Tres líneas rojas circundan mi cuello, por eso sé que no fue un sueño, en algunas zonas el color llega a ser casi morado. Al tocar la herida me hago daño y los recuerdos vienen en torrente. No me habían sacudido de esa manera.
Nos citaron a las ocho, una cena formal. El anfitrión, un coleccionista de experiencias, conocía a todos los invitados, pero nadie se conocía entre sí. El ambiente era muy social, muy de compromiso. Las mujeres hablábamos del tiempo, de sirvientas y moda. Los hombres del ocaso de los Talibánes y las estrategias del presidente Fox para sacar adelante lo imposible.
Yo hacía unas muecas espantosas tratando de ocultar, con poco éxito, los bostezos que insistían en mostrarse impúdicos. Estábamos reunidos en una vieja casa de la colonia Roma que había sido propiedad de un magnate español, dueño de las primeras verdulerías tipo miscelánea que se abrieron en México.
—El español murió ahorcado, junto con su esposa en Vegetilandia, en la guerra de las plantaciones. —dijo el anfitrión.
Su chiste rompió un poco el hielo y aunque todos se rieron y varios impulsaron el aire con la mano hacía abajo, como signo de incredulidad, yo tuve la sensación de que aquello era cierto.
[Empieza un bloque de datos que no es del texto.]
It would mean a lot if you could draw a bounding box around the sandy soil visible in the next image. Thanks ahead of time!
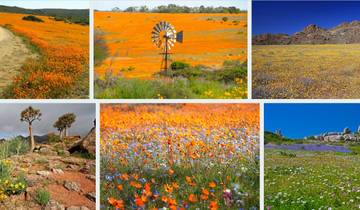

Para que mi aburrimiento no se notara, me dediqué a mirar los carteles de Mucha y a curiosear un poco. La casa había sido transformada en un pequeño hotel de lujo y los cuartos de la familia, en habitaciones con las comodidades necesarias para recibir a los huéspedes. A pesar de las reformas realizadas habían conservado de manera impecable el estilo Art Nouveau. El hotel era prácticamente un museo de época; el mobiliario, las lámparas y los objetos originales estaban adornados con todo tipo de plantas, hojas, frutas, flores y vegetales. Al deslizar mi mano por el respaldo de una silla sentí un ligero movimiento, como si la planta labrada ahí tuviese vida propia. Asustada, quité la mano de inmediato pero no observé nada extraño. Volví con el grupo.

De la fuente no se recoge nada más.